DTCS compacts SSTables into larger tables, as with STCS, when the system accumulates
a configurable number of SSTables within a configurable time interval. However, DTCS
skips compacting SSTables that reach a configurable age. This logic reduces the number
of times data is rewritten. Queries that ask for data in a particular last time
interval, such as an hour, can be executed very efficiently on DTCS-compacted SSTables
(particularly if the requested time interval is coordinated with the configured
interval for compaction).
One use case that can cause difficulty with this strategy is out-of-sequence writing.
For example, an operation that writes a timestamped record with a timestamp outside
the current time window. Read repairs can inject out-of-sequence timestamps, so be
sure to turn off read repairs when using DTCS. For more information, see DateTieredCompactionStrategy: Notes from the Field.
Pros: Specifically designed for time series data, stored in tables that
use the default TTL. DTCS is a better choice when fine-tuning is required to meet
space-related SLAs.
Cons: Insertion of records out of time sequence (by repairs or hint
replaying) can increase latency or cause errors. In some cases, it may be
necessary to turn off read repair and carefully test and control the use of
TIMESTAMP options in BATCH, DELETE, INSERT and UPDATE CQL commands.
Which compaction strategy is best?
To implement the best compaction strategy:
Review your application's requirements.
Configure the table to use the most appropriate strategy.
Test the compaction strategies against your data.
The following questions are based on the experiences of Cassandra developers and users
with the strategies described above.
Does your table process time series data?
If so, your best choices are TWCS or DTCS. For details, read the descriptions on this
page.
If your table is not focused on time series data, the choice becomes more complicated. The
following questions introduce other considerations that may guide your choice.
Does your table handle more reads than writes, or more writes than reads?
LCS is a good choice if your table processes twice as many reads as writes or more –
especially randomized reads. If the proportion of reads to writes is closer, the
performance hit exacted by LCS may not be worth the benefit. Be aware that LCS can be
quickly overwhelmed by a high volume of writes.
Does the data in your table change often?

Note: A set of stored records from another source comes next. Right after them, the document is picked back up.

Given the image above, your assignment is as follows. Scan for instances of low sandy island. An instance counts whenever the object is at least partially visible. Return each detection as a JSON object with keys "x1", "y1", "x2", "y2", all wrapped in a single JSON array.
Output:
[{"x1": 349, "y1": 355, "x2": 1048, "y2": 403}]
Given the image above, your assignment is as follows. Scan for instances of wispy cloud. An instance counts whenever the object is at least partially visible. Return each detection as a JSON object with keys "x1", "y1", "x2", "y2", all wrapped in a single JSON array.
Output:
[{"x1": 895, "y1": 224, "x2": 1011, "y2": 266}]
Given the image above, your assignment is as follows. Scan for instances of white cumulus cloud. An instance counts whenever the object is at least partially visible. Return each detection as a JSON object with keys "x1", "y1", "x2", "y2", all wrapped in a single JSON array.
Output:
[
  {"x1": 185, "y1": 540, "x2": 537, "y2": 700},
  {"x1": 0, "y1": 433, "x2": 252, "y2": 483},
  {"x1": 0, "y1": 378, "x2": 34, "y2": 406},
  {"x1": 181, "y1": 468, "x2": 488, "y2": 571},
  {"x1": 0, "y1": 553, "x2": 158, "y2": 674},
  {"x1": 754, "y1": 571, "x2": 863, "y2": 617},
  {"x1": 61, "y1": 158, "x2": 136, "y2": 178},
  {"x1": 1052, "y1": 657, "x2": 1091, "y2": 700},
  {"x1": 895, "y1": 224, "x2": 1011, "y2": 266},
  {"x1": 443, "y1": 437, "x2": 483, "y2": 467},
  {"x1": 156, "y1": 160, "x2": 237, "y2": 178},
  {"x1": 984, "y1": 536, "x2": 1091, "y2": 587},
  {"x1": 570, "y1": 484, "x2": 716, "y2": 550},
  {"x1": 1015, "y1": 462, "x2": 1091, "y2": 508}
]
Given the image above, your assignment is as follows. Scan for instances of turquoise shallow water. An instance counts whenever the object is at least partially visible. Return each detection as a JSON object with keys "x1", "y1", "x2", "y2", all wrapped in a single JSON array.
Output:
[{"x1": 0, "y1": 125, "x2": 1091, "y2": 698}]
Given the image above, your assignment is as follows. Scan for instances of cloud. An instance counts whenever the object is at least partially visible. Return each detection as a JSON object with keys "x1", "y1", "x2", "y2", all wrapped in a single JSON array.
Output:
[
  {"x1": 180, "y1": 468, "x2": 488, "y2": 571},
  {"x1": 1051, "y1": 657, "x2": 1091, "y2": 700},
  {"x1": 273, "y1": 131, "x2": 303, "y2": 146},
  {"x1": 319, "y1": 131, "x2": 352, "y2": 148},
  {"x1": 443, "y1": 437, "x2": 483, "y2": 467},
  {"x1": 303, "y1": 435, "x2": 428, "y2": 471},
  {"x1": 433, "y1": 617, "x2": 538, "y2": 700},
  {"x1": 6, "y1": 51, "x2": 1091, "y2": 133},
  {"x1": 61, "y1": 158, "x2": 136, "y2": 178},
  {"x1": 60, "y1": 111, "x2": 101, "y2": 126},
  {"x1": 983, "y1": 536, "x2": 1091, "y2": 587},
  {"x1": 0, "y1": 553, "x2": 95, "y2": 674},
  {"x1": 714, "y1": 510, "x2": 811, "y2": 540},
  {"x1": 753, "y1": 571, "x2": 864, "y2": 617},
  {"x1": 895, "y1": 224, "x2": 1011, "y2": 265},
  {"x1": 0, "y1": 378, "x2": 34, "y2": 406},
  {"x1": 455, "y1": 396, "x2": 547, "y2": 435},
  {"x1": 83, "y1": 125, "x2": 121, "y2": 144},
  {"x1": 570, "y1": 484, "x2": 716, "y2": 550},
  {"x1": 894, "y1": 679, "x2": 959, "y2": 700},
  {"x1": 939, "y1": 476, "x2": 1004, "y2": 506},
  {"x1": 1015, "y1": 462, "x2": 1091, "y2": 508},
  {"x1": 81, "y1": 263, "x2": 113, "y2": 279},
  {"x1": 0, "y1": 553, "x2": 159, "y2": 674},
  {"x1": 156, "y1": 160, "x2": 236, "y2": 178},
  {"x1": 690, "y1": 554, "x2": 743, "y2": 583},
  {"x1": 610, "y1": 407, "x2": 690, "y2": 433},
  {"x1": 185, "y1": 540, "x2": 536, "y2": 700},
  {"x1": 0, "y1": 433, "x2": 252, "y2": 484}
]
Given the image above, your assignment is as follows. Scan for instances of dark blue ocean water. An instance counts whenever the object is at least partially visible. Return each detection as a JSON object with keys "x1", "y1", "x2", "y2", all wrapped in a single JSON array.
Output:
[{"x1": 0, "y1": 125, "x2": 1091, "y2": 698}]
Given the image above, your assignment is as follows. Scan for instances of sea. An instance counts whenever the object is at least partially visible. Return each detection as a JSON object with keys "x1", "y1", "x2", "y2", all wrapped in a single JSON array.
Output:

One advantage of LCS is that it keeps related data in a small set of SSTables. If your
data is immutable or not subject to frequent upserts, STCS accomplishes the same type of grouping without the LCS
performance hit.
Do you require predictable levels of read and write activity?

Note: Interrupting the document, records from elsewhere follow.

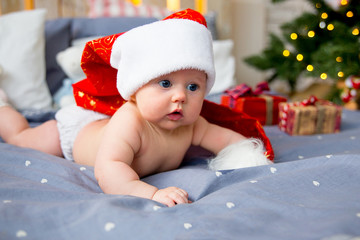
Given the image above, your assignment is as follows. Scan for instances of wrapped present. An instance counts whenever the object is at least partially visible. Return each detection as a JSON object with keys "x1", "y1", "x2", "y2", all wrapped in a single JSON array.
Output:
[
  {"x1": 221, "y1": 82, "x2": 286, "y2": 125},
  {"x1": 279, "y1": 96, "x2": 342, "y2": 135}
]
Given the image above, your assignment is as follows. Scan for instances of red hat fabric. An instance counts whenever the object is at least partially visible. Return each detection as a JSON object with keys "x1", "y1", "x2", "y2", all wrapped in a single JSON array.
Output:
[
  {"x1": 110, "y1": 9, "x2": 215, "y2": 100},
  {"x1": 73, "y1": 9, "x2": 274, "y2": 160}
]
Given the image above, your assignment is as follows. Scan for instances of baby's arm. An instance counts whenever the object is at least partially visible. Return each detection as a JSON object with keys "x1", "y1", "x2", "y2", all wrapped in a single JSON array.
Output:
[
  {"x1": 95, "y1": 106, "x2": 188, "y2": 206},
  {"x1": 193, "y1": 117, "x2": 271, "y2": 170}
]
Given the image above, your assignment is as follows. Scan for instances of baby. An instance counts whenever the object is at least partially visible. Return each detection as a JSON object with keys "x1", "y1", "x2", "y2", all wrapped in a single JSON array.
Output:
[{"x1": 0, "y1": 10, "x2": 268, "y2": 207}]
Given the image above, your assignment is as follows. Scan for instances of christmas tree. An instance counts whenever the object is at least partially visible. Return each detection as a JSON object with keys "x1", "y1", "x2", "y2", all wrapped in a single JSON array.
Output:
[{"x1": 245, "y1": 0, "x2": 360, "y2": 104}]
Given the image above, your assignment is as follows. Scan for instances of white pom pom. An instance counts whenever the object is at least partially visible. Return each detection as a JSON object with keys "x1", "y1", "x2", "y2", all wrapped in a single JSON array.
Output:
[{"x1": 208, "y1": 138, "x2": 272, "y2": 170}]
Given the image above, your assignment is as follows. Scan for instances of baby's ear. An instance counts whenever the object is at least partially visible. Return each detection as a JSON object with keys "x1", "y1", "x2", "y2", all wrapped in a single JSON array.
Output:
[{"x1": 129, "y1": 94, "x2": 136, "y2": 103}]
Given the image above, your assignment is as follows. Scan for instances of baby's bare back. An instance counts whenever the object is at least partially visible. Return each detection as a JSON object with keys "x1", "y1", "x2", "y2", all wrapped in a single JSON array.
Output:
[{"x1": 73, "y1": 107, "x2": 193, "y2": 177}]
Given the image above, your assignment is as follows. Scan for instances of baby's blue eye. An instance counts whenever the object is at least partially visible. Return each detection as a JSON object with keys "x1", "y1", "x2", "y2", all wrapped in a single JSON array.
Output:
[
  {"x1": 159, "y1": 80, "x2": 171, "y2": 88},
  {"x1": 187, "y1": 84, "x2": 199, "y2": 92}
]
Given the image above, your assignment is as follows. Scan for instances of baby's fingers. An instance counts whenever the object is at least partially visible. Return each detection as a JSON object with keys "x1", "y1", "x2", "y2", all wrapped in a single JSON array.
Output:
[{"x1": 169, "y1": 188, "x2": 189, "y2": 204}]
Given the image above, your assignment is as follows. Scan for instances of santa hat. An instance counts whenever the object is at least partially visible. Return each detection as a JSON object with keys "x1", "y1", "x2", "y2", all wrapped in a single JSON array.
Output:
[{"x1": 110, "y1": 9, "x2": 215, "y2": 100}]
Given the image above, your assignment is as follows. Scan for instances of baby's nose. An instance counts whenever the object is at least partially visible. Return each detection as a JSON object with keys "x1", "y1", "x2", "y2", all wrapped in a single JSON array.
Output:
[{"x1": 172, "y1": 89, "x2": 186, "y2": 103}]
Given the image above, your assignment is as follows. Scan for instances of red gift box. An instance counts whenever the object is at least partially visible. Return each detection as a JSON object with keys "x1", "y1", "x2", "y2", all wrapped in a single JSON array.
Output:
[
  {"x1": 221, "y1": 82, "x2": 286, "y2": 125},
  {"x1": 279, "y1": 96, "x2": 342, "y2": 135}
]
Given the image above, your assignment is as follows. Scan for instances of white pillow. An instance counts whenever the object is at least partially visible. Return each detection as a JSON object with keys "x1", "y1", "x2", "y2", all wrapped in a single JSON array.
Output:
[
  {"x1": 210, "y1": 39, "x2": 236, "y2": 94},
  {"x1": 0, "y1": 9, "x2": 52, "y2": 110}
]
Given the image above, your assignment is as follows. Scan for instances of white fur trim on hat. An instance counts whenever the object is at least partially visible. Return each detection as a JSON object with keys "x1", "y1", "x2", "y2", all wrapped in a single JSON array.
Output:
[
  {"x1": 208, "y1": 138, "x2": 272, "y2": 170},
  {"x1": 110, "y1": 19, "x2": 215, "y2": 100}
]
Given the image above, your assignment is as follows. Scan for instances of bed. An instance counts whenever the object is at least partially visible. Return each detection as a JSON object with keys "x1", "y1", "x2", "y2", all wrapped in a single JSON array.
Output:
[{"x1": 0, "y1": 5, "x2": 360, "y2": 240}]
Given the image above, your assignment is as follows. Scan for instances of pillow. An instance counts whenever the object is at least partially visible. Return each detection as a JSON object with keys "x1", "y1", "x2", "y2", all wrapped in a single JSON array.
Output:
[
  {"x1": 88, "y1": 0, "x2": 218, "y2": 40},
  {"x1": 0, "y1": 9, "x2": 51, "y2": 110},
  {"x1": 45, "y1": 18, "x2": 72, "y2": 95},
  {"x1": 88, "y1": 0, "x2": 172, "y2": 19},
  {"x1": 56, "y1": 37, "x2": 235, "y2": 94},
  {"x1": 210, "y1": 39, "x2": 235, "y2": 94}
]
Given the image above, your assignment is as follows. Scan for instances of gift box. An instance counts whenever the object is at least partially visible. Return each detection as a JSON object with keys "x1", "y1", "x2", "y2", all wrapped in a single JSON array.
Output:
[
  {"x1": 279, "y1": 97, "x2": 342, "y2": 135},
  {"x1": 221, "y1": 82, "x2": 286, "y2": 125}
]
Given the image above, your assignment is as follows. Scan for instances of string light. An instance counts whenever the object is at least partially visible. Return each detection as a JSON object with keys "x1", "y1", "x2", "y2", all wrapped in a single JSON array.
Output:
[
  {"x1": 346, "y1": 11, "x2": 354, "y2": 18},
  {"x1": 327, "y1": 23, "x2": 335, "y2": 31},
  {"x1": 351, "y1": 28, "x2": 359, "y2": 36},
  {"x1": 320, "y1": 73, "x2": 327, "y2": 80},
  {"x1": 340, "y1": 0, "x2": 348, "y2": 6},
  {"x1": 306, "y1": 64, "x2": 314, "y2": 72},
  {"x1": 308, "y1": 30, "x2": 315, "y2": 38},
  {"x1": 283, "y1": 49, "x2": 290, "y2": 57},
  {"x1": 296, "y1": 53, "x2": 304, "y2": 62},
  {"x1": 290, "y1": 33, "x2": 297, "y2": 40},
  {"x1": 319, "y1": 21, "x2": 326, "y2": 29}
]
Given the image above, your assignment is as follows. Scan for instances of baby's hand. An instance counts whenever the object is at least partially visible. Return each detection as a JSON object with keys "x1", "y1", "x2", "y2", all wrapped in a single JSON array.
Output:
[{"x1": 152, "y1": 187, "x2": 190, "y2": 207}]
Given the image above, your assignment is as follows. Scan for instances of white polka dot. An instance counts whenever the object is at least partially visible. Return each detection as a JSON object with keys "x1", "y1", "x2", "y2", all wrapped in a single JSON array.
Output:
[
  {"x1": 104, "y1": 222, "x2": 115, "y2": 232},
  {"x1": 16, "y1": 230, "x2": 27, "y2": 238},
  {"x1": 184, "y1": 223, "x2": 192, "y2": 229},
  {"x1": 215, "y1": 171, "x2": 222, "y2": 177},
  {"x1": 313, "y1": 181, "x2": 320, "y2": 187},
  {"x1": 153, "y1": 205, "x2": 161, "y2": 211},
  {"x1": 226, "y1": 202, "x2": 235, "y2": 208},
  {"x1": 40, "y1": 178, "x2": 47, "y2": 183}
]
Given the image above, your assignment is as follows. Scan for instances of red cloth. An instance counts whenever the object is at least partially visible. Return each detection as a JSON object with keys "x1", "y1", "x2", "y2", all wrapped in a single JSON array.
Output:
[
  {"x1": 73, "y1": 10, "x2": 274, "y2": 160},
  {"x1": 221, "y1": 82, "x2": 286, "y2": 125}
]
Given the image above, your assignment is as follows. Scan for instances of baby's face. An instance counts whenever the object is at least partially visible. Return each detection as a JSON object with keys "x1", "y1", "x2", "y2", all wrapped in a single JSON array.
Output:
[{"x1": 135, "y1": 69, "x2": 207, "y2": 130}]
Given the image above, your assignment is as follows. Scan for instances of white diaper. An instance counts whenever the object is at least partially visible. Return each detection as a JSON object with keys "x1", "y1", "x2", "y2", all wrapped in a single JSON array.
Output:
[{"x1": 55, "y1": 105, "x2": 109, "y2": 161}]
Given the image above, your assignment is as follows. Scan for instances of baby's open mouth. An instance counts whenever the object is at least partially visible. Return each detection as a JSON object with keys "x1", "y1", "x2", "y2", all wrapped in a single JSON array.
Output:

LCS keeps the SSTables within predictable sizes and numbers. For example, if your
table's read/write ratio is small, and it is expected to conform to a Service Level
Agreements (SLAs) for reads, it may be worth taking the write performance penalty of
LCS in order to keep read rates and latency at predictable levels. And you may be able
to overcome this write penalty through horizontal scaling (adding more nodes).
Will your table be populated by a batch process?

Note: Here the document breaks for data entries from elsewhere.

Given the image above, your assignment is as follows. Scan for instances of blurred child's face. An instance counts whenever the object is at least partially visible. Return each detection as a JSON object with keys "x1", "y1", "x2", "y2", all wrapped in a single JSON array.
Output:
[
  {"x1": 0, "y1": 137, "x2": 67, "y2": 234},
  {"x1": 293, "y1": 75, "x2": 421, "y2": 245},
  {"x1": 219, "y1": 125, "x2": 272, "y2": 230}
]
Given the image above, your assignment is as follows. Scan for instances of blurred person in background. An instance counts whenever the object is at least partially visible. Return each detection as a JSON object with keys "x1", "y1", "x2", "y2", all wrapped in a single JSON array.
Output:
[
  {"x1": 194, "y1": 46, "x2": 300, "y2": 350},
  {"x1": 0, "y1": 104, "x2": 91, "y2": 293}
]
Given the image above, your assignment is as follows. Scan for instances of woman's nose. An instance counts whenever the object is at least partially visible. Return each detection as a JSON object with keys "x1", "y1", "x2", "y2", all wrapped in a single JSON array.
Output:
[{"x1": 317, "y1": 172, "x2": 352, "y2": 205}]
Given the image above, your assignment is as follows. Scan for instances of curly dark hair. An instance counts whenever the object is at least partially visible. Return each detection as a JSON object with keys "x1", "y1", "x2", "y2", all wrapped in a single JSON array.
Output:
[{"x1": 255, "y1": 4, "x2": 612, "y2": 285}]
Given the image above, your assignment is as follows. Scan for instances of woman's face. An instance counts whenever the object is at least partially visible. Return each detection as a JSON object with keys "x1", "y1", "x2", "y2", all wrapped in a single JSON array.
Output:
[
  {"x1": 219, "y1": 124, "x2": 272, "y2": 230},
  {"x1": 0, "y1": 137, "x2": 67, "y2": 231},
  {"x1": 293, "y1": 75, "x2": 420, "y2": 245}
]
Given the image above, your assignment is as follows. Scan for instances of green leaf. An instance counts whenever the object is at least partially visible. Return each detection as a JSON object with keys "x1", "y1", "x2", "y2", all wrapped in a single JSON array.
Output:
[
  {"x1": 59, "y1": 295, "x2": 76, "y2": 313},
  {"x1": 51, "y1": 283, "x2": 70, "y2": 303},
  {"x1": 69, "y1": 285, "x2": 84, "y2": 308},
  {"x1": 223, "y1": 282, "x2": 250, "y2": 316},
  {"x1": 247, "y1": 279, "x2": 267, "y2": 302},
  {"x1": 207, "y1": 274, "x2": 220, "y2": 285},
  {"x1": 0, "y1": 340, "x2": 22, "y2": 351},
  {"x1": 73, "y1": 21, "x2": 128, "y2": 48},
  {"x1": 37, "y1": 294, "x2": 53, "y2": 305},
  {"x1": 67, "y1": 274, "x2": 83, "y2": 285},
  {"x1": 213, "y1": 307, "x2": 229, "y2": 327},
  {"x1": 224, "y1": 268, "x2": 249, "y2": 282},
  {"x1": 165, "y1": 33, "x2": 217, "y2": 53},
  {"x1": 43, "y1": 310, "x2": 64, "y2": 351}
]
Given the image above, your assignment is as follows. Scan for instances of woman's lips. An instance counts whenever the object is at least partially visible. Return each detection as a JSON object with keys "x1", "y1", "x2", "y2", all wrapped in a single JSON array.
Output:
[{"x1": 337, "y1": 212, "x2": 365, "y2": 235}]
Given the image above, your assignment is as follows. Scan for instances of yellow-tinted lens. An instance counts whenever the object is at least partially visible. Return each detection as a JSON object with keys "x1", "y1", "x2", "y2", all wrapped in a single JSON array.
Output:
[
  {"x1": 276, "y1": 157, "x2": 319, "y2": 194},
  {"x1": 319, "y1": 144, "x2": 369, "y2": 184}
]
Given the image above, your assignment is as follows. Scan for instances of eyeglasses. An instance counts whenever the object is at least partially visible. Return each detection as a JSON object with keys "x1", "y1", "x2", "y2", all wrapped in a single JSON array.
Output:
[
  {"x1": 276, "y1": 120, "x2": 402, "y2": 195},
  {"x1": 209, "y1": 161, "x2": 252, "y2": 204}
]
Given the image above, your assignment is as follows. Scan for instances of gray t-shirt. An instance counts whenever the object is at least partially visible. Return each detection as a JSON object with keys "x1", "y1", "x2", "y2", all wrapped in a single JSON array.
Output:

On both batch reads and batch writes, STCS performs better than LCS. The batch process
causes little or no fragmentation, so the benefits of LCS are not realized; batch
processes can overwhelm LCS-configured tables.
Does your system have limited disk space?
LCS handles disk space more efficiently than STCS: it requires about 10%
headroom in addition to the space occupied by the data is handles. STCS and
DTCS generally require, in some cases, as much as 50% more than the data space.
Is your system reaching its limits for I/O?
LCS is significantly more I/O intensive than DTCS or STCS. Switching to LCS may
introduce extra I/O load that offsets the advantages.
Testing compaction strategies
Suggestions for determining which compaction strategy is best for your system:
Create a three-node cluster using one of the compaction strategies, stress test the
cluster using cassandra-stress, and measure the results.